Like Rachel, Adah is always older than her years. Unlike Rachel, Adah changes once she becomes the chosen one, chosen for life rather than sacrifice. This gift from her mother grants Adah the opportunity to flourish, and she does.
Pick up a copy of The Poisonwood Bible. Enjoy!
Like Sophie in Styron’s Sophie’s Choice, Orleanna must choose between two of her children. Defend Orleanna’s choice, then write the opposite argument in which you condemn Orleanna for saving Ruth May instead of Adah.
GUM (Grammar, Usage and Mechanics):
I’ve just finished reading A Place of Execution by Val McDermid, and it reminds me of my discomfort in using the word, hang.
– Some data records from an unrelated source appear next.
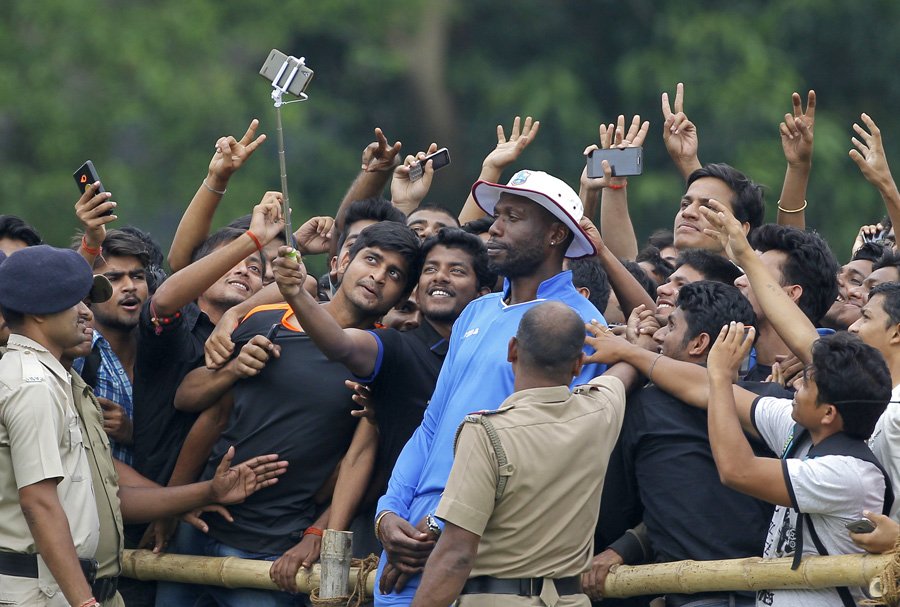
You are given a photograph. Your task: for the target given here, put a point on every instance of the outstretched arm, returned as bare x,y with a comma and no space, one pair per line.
739,468
680,134
869,156
506,153
789,321
797,142
194,226
189,283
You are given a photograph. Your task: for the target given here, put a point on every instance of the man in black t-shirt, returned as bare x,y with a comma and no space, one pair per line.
295,403
402,367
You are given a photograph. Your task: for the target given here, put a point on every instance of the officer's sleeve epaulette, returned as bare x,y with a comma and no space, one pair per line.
504,468
32,369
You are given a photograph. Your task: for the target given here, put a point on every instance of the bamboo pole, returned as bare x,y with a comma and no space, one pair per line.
684,577
229,572
688,577
335,557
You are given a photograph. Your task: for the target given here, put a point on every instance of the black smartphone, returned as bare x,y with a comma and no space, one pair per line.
624,162
286,72
86,176
439,160
862,525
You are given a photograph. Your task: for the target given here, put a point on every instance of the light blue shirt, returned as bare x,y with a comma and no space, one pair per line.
475,376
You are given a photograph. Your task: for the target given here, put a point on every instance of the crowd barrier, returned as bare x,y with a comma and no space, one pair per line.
337,576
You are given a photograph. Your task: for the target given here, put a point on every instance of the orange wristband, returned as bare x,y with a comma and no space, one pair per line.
255,240
313,531
95,251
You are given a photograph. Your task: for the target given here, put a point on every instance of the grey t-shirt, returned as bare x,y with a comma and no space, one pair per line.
832,489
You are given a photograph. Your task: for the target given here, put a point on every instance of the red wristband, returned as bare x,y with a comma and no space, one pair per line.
255,240
313,531
95,251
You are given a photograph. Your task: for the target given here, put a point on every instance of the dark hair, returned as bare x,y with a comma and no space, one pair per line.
12,318
854,378
810,264
214,241
890,291
550,338
478,226
14,228
374,209
869,251
154,269
661,239
747,204
396,237
709,305
647,283
711,266
660,267
587,272
436,208
455,238
890,258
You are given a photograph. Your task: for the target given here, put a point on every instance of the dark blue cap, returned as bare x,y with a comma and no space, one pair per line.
44,280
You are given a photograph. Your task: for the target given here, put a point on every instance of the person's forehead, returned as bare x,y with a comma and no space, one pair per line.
431,216
710,187
686,274
119,263
444,254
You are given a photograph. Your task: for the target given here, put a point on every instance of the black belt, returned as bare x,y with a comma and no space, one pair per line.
25,565
486,584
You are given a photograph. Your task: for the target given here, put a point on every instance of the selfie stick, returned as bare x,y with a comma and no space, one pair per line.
278,90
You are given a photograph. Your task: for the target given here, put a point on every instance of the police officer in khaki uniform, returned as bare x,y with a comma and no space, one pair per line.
49,526
523,495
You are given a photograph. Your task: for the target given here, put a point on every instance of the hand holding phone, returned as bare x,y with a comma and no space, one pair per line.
624,162
438,159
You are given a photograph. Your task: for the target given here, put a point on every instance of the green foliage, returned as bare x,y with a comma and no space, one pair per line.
144,90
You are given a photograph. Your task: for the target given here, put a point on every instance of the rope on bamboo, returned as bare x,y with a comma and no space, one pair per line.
888,583
358,596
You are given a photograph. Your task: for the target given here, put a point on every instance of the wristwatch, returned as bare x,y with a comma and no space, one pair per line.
432,525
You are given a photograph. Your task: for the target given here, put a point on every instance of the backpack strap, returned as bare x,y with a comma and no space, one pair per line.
504,468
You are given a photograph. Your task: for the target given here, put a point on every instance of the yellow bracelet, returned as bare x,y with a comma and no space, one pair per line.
378,523
783,210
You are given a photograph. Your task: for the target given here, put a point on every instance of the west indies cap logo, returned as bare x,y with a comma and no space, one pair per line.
520,178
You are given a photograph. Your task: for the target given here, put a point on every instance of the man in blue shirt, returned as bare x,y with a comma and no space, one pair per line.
535,227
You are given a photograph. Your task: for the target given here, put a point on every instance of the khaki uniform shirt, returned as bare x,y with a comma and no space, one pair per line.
40,438
105,481
557,445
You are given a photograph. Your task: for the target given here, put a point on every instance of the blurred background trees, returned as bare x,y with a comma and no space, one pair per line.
144,90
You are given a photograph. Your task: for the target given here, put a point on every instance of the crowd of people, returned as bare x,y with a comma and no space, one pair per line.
504,403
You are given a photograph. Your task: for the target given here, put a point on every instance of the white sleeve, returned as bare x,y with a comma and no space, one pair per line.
835,485
772,419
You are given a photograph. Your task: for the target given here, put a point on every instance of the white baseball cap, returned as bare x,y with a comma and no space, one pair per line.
546,190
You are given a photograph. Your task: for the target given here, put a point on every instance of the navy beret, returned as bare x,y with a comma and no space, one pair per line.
44,280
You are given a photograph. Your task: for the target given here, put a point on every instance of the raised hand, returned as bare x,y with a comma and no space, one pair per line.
290,273
727,229
409,194
797,131
679,133
90,209
266,222
869,154
731,347
234,484
507,151
315,236
231,154
380,156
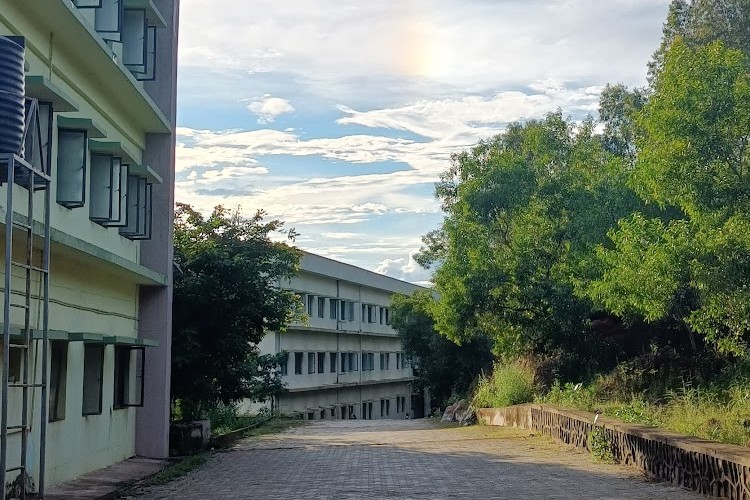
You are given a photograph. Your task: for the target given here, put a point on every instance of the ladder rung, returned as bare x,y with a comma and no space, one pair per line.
22,224
26,266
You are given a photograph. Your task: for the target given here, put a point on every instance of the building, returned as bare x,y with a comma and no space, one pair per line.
345,360
102,74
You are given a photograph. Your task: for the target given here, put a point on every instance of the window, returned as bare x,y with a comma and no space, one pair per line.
93,367
108,19
332,360
127,391
108,205
321,307
385,359
334,308
310,304
45,127
298,363
310,362
84,4
134,28
321,362
139,209
58,374
71,167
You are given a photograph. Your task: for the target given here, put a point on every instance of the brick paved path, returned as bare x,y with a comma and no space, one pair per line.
408,459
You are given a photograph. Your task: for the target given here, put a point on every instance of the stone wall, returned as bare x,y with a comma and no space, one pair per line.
710,468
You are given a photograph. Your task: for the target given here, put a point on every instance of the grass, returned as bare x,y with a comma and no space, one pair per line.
509,384
717,413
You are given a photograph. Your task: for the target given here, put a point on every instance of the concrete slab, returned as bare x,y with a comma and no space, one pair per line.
104,483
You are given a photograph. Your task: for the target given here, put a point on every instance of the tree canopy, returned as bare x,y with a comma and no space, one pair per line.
226,297
639,220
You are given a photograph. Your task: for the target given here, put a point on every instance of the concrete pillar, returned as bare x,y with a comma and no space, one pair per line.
155,306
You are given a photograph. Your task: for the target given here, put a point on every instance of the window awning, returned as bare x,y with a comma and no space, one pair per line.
94,129
152,13
128,154
42,88
88,337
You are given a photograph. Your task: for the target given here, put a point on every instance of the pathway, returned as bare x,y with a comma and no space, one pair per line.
406,459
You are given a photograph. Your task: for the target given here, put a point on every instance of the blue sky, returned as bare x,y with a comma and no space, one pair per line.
337,116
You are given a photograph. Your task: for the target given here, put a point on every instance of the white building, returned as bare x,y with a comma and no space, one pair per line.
345,361
87,255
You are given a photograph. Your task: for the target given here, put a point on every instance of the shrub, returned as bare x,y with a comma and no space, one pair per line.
510,384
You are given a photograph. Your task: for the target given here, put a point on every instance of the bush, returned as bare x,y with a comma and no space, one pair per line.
509,384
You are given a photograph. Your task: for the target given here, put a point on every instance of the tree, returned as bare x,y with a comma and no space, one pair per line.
226,297
692,263
441,366
702,22
267,385
519,233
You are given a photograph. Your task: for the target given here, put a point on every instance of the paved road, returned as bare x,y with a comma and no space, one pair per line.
408,459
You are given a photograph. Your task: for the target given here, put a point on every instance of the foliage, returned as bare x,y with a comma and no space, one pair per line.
226,418
601,446
695,265
267,384
509,384
442,367
518,238
226,297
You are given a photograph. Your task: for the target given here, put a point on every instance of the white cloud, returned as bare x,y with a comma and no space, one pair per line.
473,44
268,108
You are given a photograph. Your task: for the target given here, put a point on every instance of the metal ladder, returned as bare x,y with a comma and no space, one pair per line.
29,170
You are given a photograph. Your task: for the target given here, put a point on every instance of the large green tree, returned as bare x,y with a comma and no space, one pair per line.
442,367
226,297
524,212
694,161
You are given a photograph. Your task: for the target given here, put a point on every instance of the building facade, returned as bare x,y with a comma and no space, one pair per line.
104,75
344,361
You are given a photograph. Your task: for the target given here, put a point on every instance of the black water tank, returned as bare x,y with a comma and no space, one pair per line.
11,94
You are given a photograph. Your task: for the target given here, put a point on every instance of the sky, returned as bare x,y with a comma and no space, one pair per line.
338,116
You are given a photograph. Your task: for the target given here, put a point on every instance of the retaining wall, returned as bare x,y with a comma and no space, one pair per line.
713,469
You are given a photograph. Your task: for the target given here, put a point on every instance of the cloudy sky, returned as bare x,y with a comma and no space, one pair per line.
337,116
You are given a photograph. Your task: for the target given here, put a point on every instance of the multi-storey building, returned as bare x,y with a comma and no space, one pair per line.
344,360
102,74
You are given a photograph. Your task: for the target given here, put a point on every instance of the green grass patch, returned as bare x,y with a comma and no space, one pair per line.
509,384
718,413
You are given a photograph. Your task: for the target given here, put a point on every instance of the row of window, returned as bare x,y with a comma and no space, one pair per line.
318,306
129,27
116,198
348,411
340,362
128,369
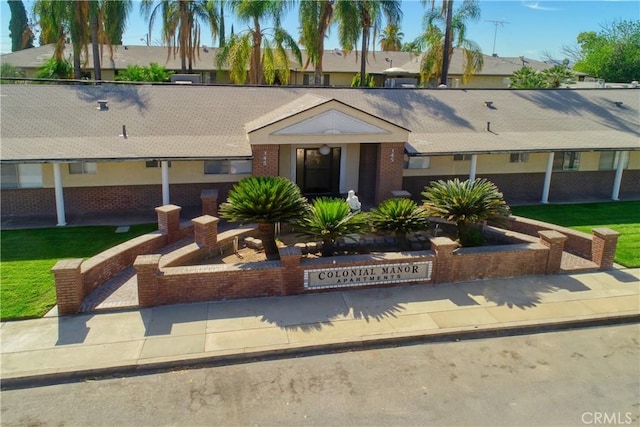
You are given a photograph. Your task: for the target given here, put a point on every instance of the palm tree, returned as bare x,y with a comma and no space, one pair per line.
265,200
557,75
391,38
59,19
356,20
268,58
181,26
527,78
107,22
84,22
400,216
315,19
329,219
466,203
435,63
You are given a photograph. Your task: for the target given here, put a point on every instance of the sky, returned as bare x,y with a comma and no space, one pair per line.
533,29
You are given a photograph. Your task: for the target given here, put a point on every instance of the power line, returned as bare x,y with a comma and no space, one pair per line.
495,32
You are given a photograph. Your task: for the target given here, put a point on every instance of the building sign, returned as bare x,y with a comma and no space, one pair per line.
367,275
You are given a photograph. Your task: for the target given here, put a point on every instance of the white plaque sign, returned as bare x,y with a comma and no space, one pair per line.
366,275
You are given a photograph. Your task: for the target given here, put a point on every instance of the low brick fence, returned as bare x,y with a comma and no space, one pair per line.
75,278
165,279
162,282
599,248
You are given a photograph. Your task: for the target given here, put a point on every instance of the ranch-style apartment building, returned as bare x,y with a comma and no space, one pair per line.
74,149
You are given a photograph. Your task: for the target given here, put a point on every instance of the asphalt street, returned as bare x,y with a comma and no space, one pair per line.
570,378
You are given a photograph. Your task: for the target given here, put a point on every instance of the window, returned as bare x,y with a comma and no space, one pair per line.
154,164
21,176
307,79
83,168
566,161
417,162
227,167
518,157
609,160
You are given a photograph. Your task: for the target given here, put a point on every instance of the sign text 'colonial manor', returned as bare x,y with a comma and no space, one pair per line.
367,275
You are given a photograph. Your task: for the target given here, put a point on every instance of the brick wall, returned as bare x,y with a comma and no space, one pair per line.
28,202
521,188
390,161
265,160
83,200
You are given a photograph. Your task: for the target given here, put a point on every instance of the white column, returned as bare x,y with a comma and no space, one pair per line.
547,178
474,165
57,183
622,158
165,182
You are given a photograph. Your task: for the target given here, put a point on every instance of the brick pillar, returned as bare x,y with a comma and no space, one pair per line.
69,289
265,160
292,274
169,221
147,270
443,247
209,202
603,247
205,231
390,167
554,240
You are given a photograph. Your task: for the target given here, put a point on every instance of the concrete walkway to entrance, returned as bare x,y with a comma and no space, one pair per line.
101,343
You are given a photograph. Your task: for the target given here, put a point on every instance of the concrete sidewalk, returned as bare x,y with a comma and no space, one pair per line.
56,348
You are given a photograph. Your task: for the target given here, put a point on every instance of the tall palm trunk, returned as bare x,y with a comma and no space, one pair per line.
363,56
95,45
255,73
447,44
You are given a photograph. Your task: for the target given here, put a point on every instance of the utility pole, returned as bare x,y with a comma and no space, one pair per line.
495,32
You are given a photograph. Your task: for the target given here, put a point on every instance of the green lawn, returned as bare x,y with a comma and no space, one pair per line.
27,287
623,217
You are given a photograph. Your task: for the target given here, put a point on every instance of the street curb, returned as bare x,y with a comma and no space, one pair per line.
137,369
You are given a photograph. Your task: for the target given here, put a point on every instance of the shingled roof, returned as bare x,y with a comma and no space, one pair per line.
62,122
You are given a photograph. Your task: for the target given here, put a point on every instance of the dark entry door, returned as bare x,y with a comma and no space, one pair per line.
318,174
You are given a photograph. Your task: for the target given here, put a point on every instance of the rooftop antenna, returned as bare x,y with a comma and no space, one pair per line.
495,32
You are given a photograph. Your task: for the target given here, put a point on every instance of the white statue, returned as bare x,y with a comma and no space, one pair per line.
353,201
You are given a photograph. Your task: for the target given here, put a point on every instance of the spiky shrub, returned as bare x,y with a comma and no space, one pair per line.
330,218
401,216
466,203
264,200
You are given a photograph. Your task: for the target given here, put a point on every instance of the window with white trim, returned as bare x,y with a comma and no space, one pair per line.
609,160
461,157
154,164
518,157
21,175
227,167
83,168
566,161
417,162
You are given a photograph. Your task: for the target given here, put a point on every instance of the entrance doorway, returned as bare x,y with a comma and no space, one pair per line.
318,174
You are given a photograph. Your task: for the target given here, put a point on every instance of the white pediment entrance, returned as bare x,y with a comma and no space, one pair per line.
331,122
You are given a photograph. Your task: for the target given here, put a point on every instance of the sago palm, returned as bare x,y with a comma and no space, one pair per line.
401,216
331,218
466,203
264,200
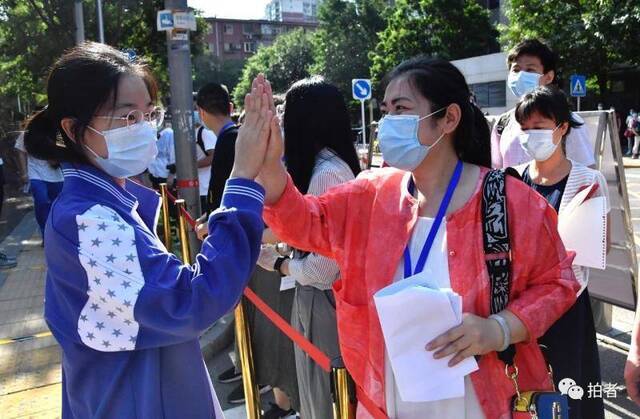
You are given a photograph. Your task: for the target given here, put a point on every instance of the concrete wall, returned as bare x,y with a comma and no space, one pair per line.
487,68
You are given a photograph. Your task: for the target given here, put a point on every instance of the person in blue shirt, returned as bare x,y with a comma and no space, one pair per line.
126,312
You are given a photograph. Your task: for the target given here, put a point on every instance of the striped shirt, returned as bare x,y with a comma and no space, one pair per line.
315,270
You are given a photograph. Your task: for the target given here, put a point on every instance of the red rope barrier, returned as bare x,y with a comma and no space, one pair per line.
187,216
316,354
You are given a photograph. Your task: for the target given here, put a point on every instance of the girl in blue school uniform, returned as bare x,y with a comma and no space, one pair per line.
126,312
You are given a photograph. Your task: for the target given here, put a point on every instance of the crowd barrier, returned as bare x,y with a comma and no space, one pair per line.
342,386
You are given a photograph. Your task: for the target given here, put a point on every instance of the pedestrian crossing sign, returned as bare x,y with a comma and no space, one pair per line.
578,85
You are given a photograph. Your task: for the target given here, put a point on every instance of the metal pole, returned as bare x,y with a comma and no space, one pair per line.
243,340
79,20
364,124
100,22
182,118
183,233
166,219
343,393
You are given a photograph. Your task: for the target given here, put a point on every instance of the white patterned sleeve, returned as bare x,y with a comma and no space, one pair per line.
316,270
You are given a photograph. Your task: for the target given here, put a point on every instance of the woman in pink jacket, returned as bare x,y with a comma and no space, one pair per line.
376,228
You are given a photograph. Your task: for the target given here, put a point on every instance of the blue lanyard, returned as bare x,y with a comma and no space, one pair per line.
424,254
226,127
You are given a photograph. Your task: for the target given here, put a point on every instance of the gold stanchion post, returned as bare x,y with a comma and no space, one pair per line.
243,340
183,233
344,406
166,223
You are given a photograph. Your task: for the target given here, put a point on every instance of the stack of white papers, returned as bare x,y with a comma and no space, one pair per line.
583,229
411,315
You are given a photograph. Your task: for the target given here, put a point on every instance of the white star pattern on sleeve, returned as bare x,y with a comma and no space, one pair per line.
108,254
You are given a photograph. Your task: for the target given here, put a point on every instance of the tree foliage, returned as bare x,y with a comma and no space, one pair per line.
284,62
33,33
347,32
450,29
590,36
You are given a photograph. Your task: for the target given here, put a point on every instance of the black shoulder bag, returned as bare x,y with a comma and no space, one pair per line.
497,249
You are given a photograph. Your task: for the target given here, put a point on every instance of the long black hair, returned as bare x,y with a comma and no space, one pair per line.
80,82
315,117
442,84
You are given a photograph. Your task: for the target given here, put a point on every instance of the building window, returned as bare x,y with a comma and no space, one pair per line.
490,95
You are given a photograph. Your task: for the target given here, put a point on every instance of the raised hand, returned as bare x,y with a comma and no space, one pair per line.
253,136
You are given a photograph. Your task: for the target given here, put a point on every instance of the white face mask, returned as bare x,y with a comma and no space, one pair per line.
538,143
130,149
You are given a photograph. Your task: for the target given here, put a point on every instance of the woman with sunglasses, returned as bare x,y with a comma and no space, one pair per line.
127,313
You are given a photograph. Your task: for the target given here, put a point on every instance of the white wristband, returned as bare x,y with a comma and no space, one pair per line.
506,331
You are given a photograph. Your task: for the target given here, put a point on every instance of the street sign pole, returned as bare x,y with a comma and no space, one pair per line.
79,21
100,21
182,117
364,123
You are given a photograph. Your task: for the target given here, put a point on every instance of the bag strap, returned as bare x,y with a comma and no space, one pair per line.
503,121
497,247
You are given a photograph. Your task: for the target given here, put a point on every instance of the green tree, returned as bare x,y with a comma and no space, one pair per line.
284,62
450,29
589,36
33,33
208,68
346,33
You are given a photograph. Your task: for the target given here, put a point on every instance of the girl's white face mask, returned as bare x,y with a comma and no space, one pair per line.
130,149
538,143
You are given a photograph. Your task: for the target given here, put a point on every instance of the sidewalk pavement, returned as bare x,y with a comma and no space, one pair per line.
30,373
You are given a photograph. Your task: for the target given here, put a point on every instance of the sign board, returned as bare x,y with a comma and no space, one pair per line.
165,20
184,20
361,89
578,85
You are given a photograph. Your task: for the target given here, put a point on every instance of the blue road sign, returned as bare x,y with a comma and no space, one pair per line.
165,20
578,85
361,89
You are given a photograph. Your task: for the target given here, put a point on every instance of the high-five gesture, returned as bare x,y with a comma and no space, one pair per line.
253,136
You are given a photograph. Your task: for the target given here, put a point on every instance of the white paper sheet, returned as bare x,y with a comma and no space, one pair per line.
411,315
583,229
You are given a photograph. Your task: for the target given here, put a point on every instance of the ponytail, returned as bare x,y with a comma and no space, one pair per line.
473,138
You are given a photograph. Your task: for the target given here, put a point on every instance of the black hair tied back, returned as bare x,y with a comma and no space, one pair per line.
41,134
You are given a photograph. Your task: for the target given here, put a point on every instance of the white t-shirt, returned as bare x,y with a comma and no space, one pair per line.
437,267
39,169
204,173
166,154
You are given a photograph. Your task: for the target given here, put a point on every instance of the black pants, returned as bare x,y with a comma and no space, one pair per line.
571,348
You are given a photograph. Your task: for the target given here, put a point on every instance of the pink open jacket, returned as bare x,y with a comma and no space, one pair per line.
365,225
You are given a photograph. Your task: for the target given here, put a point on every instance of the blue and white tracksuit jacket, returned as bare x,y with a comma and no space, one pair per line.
126,312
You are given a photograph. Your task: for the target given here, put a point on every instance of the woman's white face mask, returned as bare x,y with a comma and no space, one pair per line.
130,149
538,143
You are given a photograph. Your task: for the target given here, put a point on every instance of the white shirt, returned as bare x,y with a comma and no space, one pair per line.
166,154
204,173
39,169
437,265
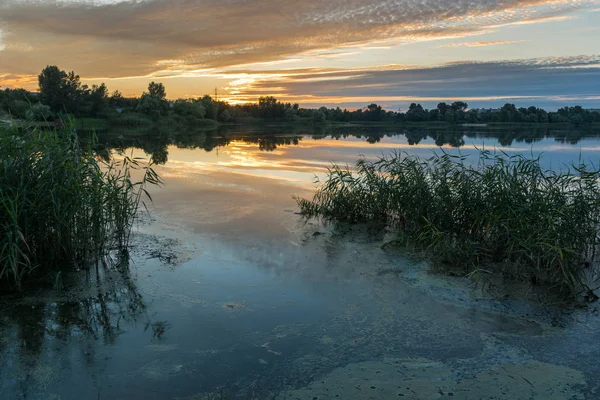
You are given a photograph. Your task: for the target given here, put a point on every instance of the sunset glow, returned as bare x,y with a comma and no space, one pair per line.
345,53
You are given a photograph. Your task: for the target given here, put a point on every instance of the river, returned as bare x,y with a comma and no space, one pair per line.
230,294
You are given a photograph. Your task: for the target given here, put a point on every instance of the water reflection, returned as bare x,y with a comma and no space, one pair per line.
156,143
48,331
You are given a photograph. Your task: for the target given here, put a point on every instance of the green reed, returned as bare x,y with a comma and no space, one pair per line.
505,212
61,204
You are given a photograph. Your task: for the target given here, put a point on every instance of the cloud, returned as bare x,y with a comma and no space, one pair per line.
573,78
482,44
134,38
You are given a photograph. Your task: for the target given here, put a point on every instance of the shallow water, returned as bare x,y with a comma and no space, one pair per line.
230,294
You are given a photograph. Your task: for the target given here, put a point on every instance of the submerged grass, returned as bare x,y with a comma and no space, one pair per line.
505,212
61,204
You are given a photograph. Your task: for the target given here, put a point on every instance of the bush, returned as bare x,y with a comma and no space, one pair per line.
39,112
61,204
506,212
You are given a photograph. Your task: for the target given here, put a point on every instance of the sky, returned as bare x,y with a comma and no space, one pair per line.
346,53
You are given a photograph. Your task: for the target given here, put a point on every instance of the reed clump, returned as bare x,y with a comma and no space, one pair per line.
505,212
61,204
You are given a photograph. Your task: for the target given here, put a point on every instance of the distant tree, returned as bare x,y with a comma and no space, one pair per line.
318,117
211,107
39,112
290,114
225,116
97,99
157,90
153,102
459,106
373,112
189,108
416,113
52,87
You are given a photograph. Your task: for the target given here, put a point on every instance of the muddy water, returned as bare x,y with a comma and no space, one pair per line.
230,294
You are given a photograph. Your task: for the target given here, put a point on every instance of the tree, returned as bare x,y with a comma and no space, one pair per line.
157,90
416,113
51,83
374,112
189,108
39,112
290,114
98,99
153,102
318,117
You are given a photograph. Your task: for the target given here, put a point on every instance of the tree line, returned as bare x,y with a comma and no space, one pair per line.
61,94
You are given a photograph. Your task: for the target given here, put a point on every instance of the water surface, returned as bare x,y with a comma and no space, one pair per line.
231,294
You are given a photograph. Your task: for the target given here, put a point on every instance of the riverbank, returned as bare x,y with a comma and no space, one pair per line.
214,307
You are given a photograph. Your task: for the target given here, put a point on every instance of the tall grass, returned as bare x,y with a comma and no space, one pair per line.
505,212
61,204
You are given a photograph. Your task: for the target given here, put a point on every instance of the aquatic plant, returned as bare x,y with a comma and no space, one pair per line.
505,212
62,204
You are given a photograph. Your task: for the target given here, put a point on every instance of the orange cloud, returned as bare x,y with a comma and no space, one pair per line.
482,44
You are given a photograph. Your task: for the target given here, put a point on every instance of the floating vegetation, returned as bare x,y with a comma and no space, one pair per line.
61,204
505,212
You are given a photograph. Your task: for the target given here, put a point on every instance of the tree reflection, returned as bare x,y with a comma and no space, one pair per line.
39,326
156,143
As a means of execution, hanging is rare, at least in the Western world and Europe so it just doesn’t roll off the tongue often. The word and its forms are more often heard in comedy routines and situation comedies when referring to the male anatomy, and this vulgar usage is what gives me pause. I would like to say hang and hanged when describing actions I might take with clothing or flags. But hanged seems archaic, even wrong. Is it? Allow me to explain.
I should not say that I hanged my coat on a hanger. I should say that I hung my coat on a hanger and that I hanged a man at dawn by order of the court.
In other words, hang, hanged, and hanged are preferred when referring to dangling people from high places while hang, hung, and hung are the go-to words when referring to things. On the other hand, the past tense distinction between hanged and hung has become blurry so you will hear and read both used as if they are interchangeable.